Whether it was the result of religiously thumbing through my father's holster catalogs when I was a kid, or the popularity with which they appeared in TV detective dramas and movies during the '60 and '70s, I've always been fascinated with the upside-down-style shoulder holsters from back in the day.
Last year, I had the opportunity to fuel this fascination when I purchased a Bianchi International Model 9R holster online, still in the original factory-sealed packaging—it was the holy grail of gunleather. Although the holster I purchased was originally made for Smith & Wesson K-frame revolvers, the packaging listed other compatible wheelguns, including a Colt D-frame.
A reincarnation of the 1930's-era Berns-Martin Triple Draw holster, the Model 9R shared an open-front design, an ambidextrous harness, along with an internal U-shaped spring that retained the pistol. Some variants of the Model 9R also contained belt loops on both sides of the holster as an alternative carry method.
From a historic and technological standpoint, such an innovative holster would be a perfect pairing with one of my large-frame contemporary custom Colt "FitzGerald" Specials: a heavily modified revolver conversion also dating from the 1930s.
I decided to research the Bianchi 9R further to see if it was even made to accommodate larger-frame Colts chambered in .45 Colt or .45 ACP. According to Mr. Bianchi at Frontier Gunleather, the Smith & Wesson K-frame was the largest frame size produced for the Model 9R. To further add to the challenge, he no longer had access to the original Model 9R pattern.
To my surprise, however, Mr. Bianchi was more than willing to design a shoulder holster to accommodate my large-frame Fitz Special. The opportunity to have a holster custom made by someone with the notoriety and skill of John Bianchi was too incredible to pass up. In the end, I'd have a one-of-a-kind holster for a truly classic self-defense revolver.
Unlike other holster companies that offer holsters for select models of handguns, Frontier Gunleather maintains an extensive collection of gun molds and forms along with thousands of custom holster patterns from which to choose. An alternative to mass-produced gunleather, Bianchi's company views its products as handmade works of art, giving personality to each thanks to a combination of styles, designs, choices of finishes and other preference-oriented details.
Each of the company's gun belts and holsters are made of premium-grade, full-grain cowhide, are fully leather lined and saddle stitched. To further illustrate this notion of art, each holster is individually handcrafted one at a time and consists of 26 detailed operations performed using 17 precision tools and on three machines. The post-assembly process involves finishing the holster with a variety of fine hand-rubbed oils, waxes and leather dressing. Due the amount of individual attention given to each holster, features such as carving, color and stamping will vary from one product to the next, further enhancing its individuality. By the time a product is ready for shipment, it's safe to say each holster or gun belt has had the same degree of artisan-based bodywork and pampering as a finely crafted European sports car.

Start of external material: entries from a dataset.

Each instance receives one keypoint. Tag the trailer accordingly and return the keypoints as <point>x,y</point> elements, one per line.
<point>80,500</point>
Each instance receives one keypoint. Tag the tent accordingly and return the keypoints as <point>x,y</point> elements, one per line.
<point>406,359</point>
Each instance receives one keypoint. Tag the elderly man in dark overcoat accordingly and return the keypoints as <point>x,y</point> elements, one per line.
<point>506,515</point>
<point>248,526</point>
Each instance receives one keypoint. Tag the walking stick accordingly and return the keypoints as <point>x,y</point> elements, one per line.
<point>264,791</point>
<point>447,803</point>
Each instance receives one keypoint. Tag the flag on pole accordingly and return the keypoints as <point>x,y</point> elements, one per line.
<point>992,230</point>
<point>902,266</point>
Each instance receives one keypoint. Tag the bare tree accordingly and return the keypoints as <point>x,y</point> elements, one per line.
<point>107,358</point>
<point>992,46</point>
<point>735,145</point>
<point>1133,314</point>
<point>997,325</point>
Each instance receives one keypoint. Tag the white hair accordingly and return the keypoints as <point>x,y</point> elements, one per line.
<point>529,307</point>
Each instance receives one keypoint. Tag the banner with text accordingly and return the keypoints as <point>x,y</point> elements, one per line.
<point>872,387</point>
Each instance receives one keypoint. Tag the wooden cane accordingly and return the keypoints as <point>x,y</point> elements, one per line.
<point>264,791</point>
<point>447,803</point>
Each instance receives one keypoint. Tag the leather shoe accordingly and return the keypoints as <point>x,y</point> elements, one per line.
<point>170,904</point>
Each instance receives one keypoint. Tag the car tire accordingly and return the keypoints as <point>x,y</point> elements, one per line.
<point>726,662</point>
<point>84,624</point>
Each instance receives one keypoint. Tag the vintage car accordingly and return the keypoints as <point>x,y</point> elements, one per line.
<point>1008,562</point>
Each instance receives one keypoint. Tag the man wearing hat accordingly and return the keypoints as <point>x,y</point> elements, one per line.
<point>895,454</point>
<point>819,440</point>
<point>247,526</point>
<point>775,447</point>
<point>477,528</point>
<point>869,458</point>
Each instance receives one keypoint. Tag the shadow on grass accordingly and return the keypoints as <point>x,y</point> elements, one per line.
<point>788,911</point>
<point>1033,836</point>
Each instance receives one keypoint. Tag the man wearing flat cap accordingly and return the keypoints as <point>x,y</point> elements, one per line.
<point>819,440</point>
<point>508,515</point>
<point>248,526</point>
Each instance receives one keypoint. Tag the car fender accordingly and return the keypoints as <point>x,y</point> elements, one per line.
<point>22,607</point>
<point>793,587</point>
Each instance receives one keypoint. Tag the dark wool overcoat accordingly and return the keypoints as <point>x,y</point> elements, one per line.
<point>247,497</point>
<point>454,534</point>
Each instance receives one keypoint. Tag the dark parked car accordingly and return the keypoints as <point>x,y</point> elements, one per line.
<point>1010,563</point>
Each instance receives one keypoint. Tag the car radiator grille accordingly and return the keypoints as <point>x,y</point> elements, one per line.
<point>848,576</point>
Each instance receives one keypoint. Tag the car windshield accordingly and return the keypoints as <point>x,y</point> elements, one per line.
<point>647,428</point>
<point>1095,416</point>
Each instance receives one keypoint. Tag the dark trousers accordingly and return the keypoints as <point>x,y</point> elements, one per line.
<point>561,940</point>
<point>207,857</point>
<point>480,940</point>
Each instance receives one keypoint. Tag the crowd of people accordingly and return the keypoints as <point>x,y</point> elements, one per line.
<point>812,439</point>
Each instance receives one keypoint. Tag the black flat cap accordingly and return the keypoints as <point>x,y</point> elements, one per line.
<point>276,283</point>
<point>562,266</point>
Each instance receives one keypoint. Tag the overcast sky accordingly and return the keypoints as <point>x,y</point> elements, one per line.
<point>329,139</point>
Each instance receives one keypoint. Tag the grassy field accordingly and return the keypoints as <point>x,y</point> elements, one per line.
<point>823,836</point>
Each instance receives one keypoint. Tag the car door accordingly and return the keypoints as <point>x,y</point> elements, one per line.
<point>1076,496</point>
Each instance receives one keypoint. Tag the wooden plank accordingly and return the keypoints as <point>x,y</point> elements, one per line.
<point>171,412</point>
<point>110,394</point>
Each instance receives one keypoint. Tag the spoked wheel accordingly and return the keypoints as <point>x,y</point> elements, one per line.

When designing my shoulder holster, Mr. Bianchi insisted on following up our e-mails with a phone conversation to decide what features it should have. Together we settled on a horizontal method of carry for ease of access without affecting concealment. Along similar lines, I selected the company's fully adjustable khaki-colored "figure eight" harness, which has subtle-but-stylish aqua and red pin stripes, is made of a heavy-duty, 1-inch-wide equestrian-grade elastic and provides a good balance to my big-bore Fitz's weight of 1 pound 8.7 ounces.
But that's not all. Its slotted leather centerpiece enhances fit and long-term comfort without binding. Being wheelchair bound, the latter is an extremely welcome feature.

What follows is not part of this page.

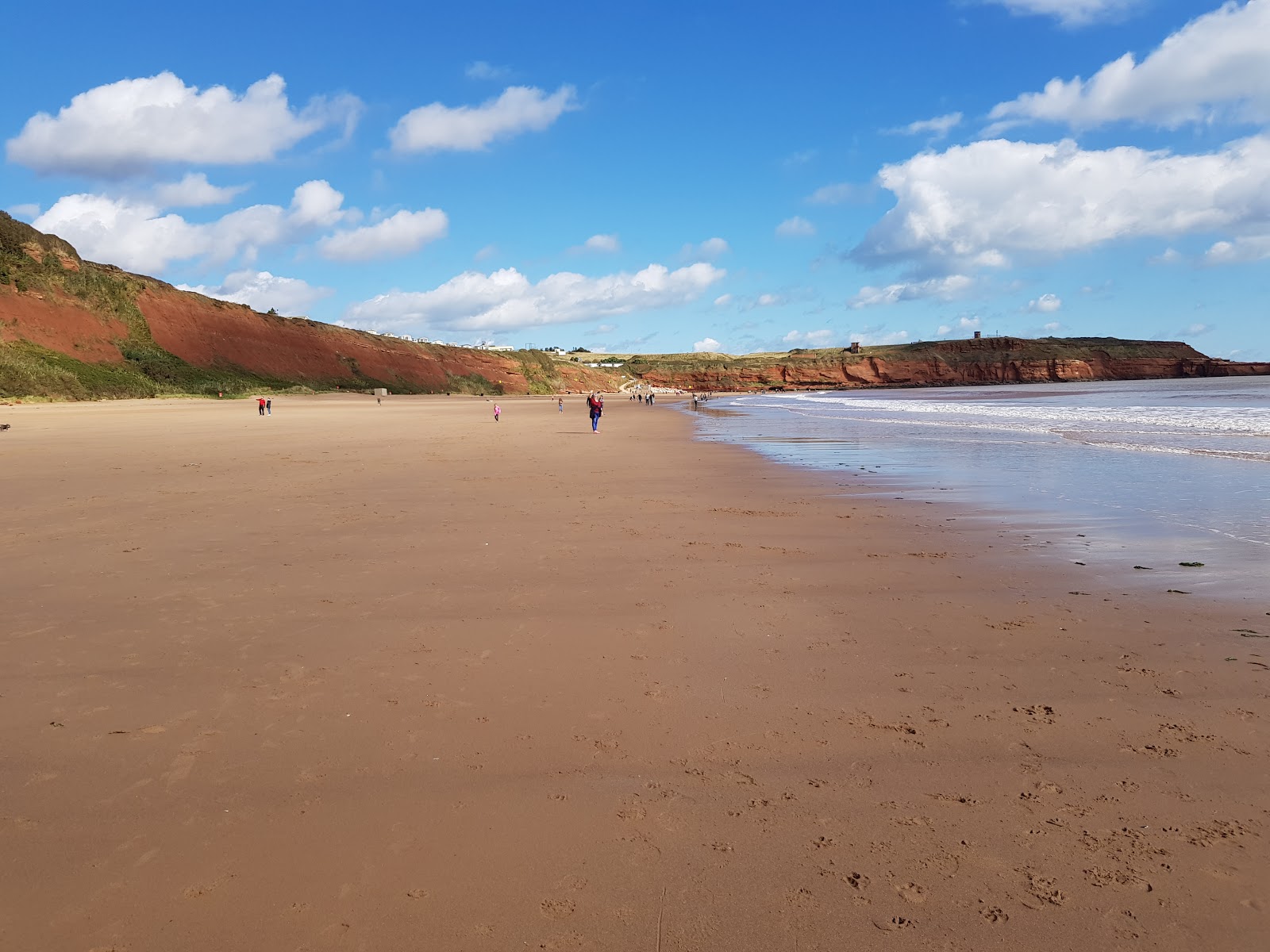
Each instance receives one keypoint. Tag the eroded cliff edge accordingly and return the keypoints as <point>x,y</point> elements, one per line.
<point>75,329</point>
<point>939,365</point>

Sporting a flat contour, similar to the pancake-style holsters of old, the first thing to catch the attention of many is a square-shaped cutout in the middle of a golden-brown finish that exposes the revolver's cylinder when holstered. While most would consider this an aesthetic whim, it's actually a feature grounded in practicality, and it functions as a supplementary means of retaining the pistol. Despite already possessing an ample 1.5-inch-wide retention strap along with a sturdy snap, my Fitz Special contains the speed-enhancing, albeit controversial, partially cutaway trigger guard, so I completely understand the reasoning for what I'm sure Mr. Bianchi perceived as an extra ounce of prevention.
As practical is the extra feature is, it makes for a somewhat choppy draw stroke, due to the edges of the cylinder catching on the cutout as the gun is clearing leather. Thankfully, an adjustable gun-side tie-down, made of the same elastic, helps smooth the process to a degree, and I have no doubt it will become even easier following sufficient practice and a wear-in period.
If you're looking to add some old-world class to your favorite carry piece, more than a run-of-the-mill holster can provide, Frontier Gunleather has the extra artistic touch you're looking for and your handgun deserves.